Posted by Eater, a resident of Mountain View,
on Aug 15, 2019 at 10:40 am

@foundation, a resident of Barron Park: "Except for a very few restaurants that make descent pizza (e.g Terun in PA), the quality of pizza dishes in our area is really poor."

George, a resident of Old Palo Alto: "the most popular dish in America is not very good West of Hackensack"

Of course those are personal taste judgments (even if phrased otherwise: "is really poor" ... "not very good"). I have actually heard people arrived from Naples disdain the weird notions of "pizza" they found in the Northeastern US. Marcella Hazan in her second cookbook (More Classic Italian Cooking) confessed her horror at some of the dishes called "Italian" there, dishes unknown in Italy.

Santa Clara County boasts one of the highest pizzeria concentrations in North America, so clearly, most people like what's offered here even if not quite everyone. There's a lot of style range.
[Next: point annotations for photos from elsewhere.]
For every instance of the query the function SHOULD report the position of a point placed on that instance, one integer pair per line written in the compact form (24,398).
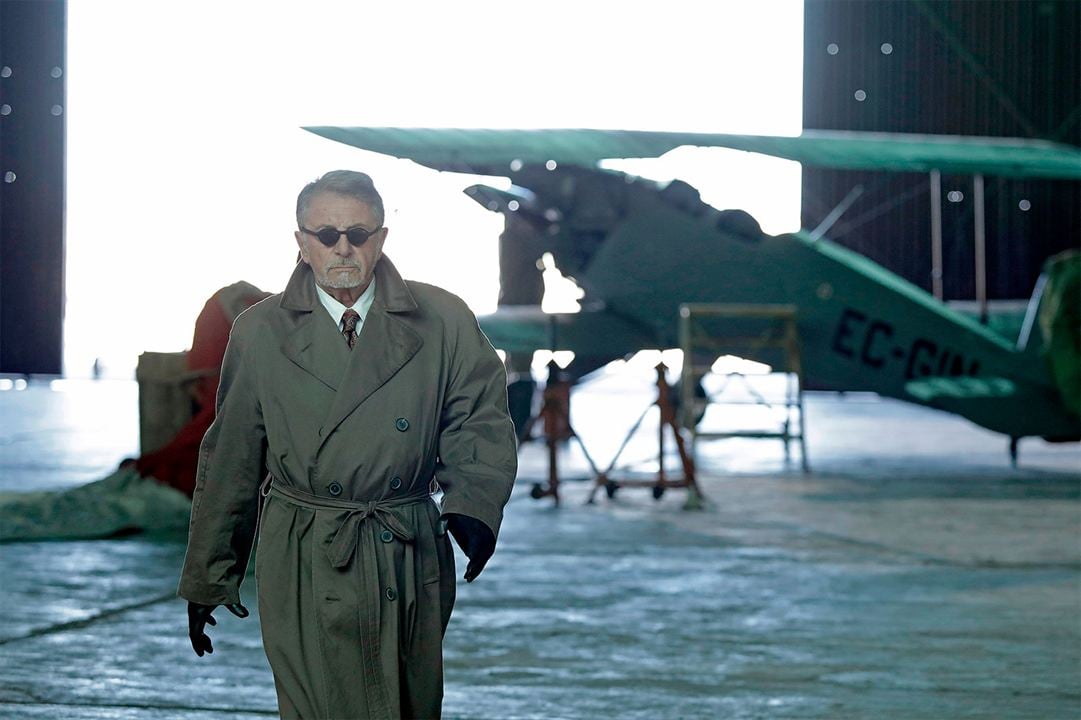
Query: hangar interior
(830,550)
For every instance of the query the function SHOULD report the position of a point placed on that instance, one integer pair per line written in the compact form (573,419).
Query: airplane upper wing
(492,151)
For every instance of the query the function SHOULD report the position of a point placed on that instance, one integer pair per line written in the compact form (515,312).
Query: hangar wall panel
(997,68)
(31,184)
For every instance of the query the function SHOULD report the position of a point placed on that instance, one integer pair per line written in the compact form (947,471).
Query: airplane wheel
(676,397)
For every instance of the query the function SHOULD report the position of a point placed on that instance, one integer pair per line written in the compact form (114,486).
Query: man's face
(341,266)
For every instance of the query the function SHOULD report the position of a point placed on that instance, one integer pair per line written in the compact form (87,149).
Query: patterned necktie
(349,319)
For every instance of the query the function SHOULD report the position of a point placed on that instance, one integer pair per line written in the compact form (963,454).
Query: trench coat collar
(384,346)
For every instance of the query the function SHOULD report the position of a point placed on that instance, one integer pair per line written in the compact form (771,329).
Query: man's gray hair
(348,183)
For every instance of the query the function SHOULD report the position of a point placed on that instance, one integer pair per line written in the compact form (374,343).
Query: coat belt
(387,512)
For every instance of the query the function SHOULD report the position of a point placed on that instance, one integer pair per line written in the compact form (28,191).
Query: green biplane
(640,250)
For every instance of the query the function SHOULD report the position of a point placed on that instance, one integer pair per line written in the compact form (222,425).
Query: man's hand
(475,538)
(199,616)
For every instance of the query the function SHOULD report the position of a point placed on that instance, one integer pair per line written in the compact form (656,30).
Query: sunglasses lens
(328,236)
(358,236)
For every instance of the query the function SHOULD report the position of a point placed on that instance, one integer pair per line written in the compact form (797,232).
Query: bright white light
(562,358)
(560,293)
(731,363)
(184,167)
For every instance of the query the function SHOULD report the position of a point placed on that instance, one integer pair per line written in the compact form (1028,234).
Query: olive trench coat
(354,568)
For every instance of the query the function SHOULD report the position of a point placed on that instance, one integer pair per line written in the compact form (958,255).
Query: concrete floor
(913,574)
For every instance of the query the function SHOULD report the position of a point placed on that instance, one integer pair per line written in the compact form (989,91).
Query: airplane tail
(1056,316)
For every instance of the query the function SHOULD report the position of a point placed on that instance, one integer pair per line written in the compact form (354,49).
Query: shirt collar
(336,309)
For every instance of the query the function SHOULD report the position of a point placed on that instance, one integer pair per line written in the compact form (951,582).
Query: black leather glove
(199,616)
(475,538)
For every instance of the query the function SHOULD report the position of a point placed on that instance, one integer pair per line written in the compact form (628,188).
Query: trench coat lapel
(385,344)
(311,344)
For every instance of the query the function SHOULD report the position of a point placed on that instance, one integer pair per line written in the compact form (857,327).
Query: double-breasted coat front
(354,568)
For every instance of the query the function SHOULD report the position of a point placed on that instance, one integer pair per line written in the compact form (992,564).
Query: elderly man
(352,394)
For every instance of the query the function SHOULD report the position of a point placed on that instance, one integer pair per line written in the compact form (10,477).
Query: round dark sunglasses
(329,236)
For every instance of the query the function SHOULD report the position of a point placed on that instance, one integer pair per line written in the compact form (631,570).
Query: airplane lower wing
(525,329)
(999,404)
(503,151)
If you cite Terun or its business cousin Doppio Zero in MV, both were inspired by Napoletana Pizzeria, first of today's Naples-certified (AVPN) true-Neapolitan pizzerias in the county; its proprietor-cook is a perfectionist (unlike the others. he keeps strictly to Naples styles).


Posted by pa resident, a resident of Downtown North,
on Aug 21, 2019 at 11:12 pm

I tried the chkn tikka pizza, the veggie pizza and the chkn tandoori pizza. all were mediocre at best. for me pairing indian curry with a pizza crust is a recipe for disaster. once the novelty wears out, i don't see this place surviving oppressive downtown palo alto rents. bottom line, pairing pizza and indian dishes is failed concept that doesn't work. sooner they realize it the better off everyone will be.